After the close of the war, our subject returned home and devoted his spare time to the study of medicine, pursuing a three-years' course in the Chicago Medical College. he was graduated form that institution on March 4, 1868, and was the first in Macoupin County to take such an extensive course of study in a medical college. In 1865, Dr. Corr was united in marriage with Lucinda Hall, a native of Macoupin County who was at that time teaching school. She continued teaching after marriage, having a school near the home of our subject's mother, in order to look after the latter until the graduation of Dr. Corr. He was always a firm believer in equal rights and privileges to women, and it was his wish as well as Mrs. Corr's that she pursue a course of study in medicine and become a companion to him in his professional work. She entered the Woman's Hospital Medical College, and was graduated with honors in March, 1874, being the first woman from Macoupin county to graduate in medicine.

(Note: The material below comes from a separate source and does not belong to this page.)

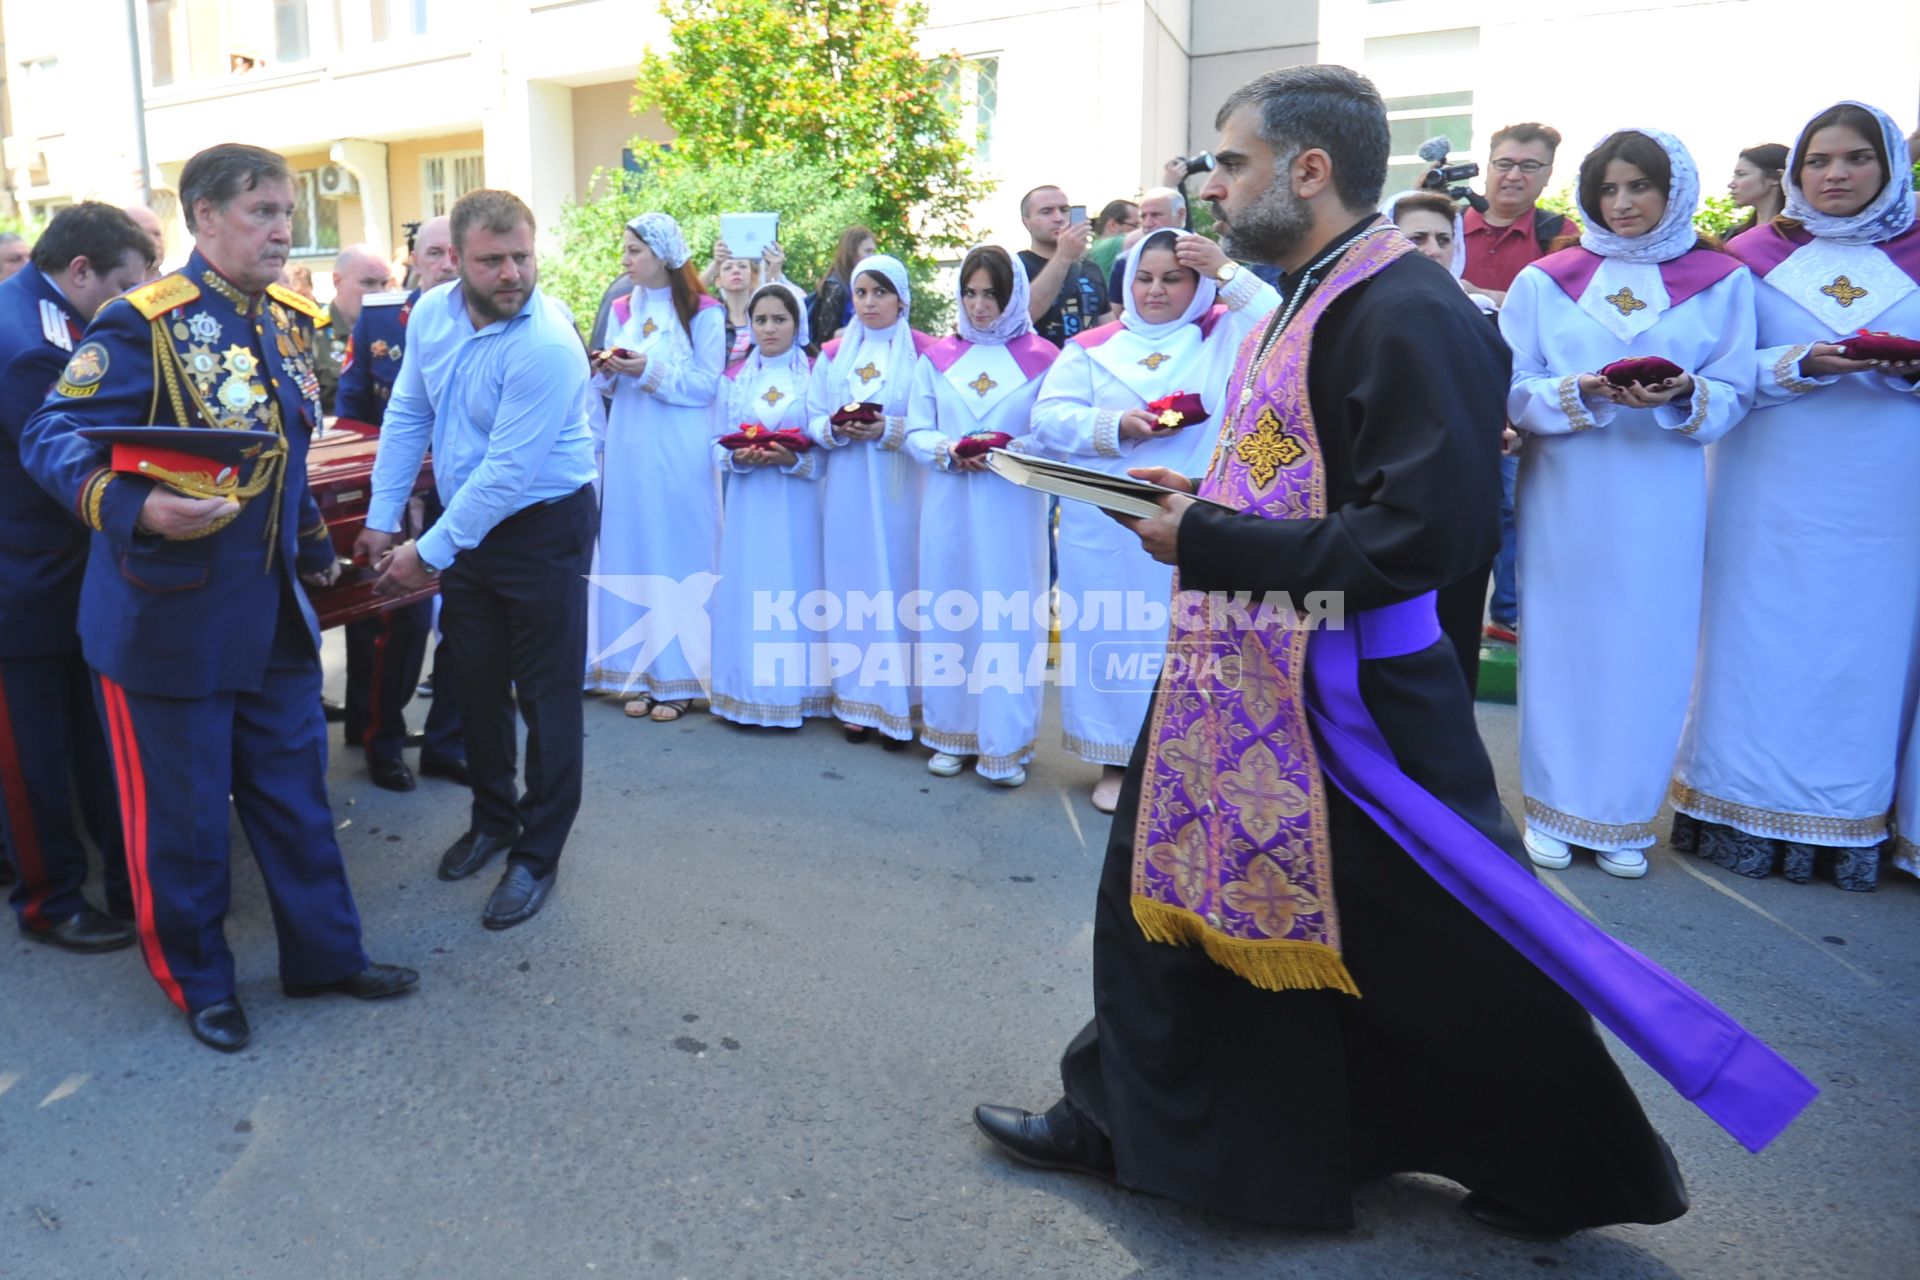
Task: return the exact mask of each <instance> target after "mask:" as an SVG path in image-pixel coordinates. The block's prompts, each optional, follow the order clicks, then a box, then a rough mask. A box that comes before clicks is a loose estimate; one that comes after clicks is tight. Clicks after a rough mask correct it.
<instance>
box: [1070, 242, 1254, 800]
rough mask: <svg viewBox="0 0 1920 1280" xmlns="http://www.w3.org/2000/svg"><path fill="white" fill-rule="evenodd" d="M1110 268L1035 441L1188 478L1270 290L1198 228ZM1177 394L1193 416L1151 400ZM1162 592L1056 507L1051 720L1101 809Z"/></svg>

Dr. A. C. Corr first engaged in practice at Chesterfield, and seven year slater became established at Carlinville, where he continued in practice until his death. It was at his instigation that the Macoupin County Medical Society was organized in 1873 and during the first 10 years of its existence he served as its secretary. He was chosen president in April, 1880. As a result of ill health he gave up the general practice of medicine and devoted his attention to a careful study of diseases of the eye, ear and throat, taking post-graduate work in New York, Baltimore and Chicago. From 1886 until his death, his time was devoted exclusively to the treatment of those diseases, attaining a high degree of success. his wife has been equally successful in the treatment of nervous diseases and diseases of women. Dr. Corr was a writer of considerable prominence in the medical world and was editor of the eye and ear department of the Southern-Illinois Journal of Medicine and Surgery. He was a member of the Illinois state Medical Society for over 30 years, and in 1897 was elected president of that body. He was also elected president of the Army and Navy Medical Society, a society which originated in the Illinois State Medical Society, and in which he was associated with Dr. E. P. Cook and many other prominent medical men of the State. He also was a member of the board of pension examiners for Montgomery and Macoupin counties. At the instance of Governor John R. Tanner, Dr. Corr was made a member of the Illinois State Board of Health, serving out the term of a deceased member, and was elected its president. He was chosen by Governor John P. Altgeld as one of the delegates from this State to the first Pan-American Medical Congress. On account of his continued scient8ific pursuits and successes, he was given the degree of Master of Arts by Blackburn University in 1893. He was a man of broad and liberal ideas, always a friend of the poor and needy, and was welcomed into the best homes of the county. Portraits of Dr. Albert Campbell Corr and Dr. Lucinda H. Corr accompany this sketch, being presented on a foregoing page.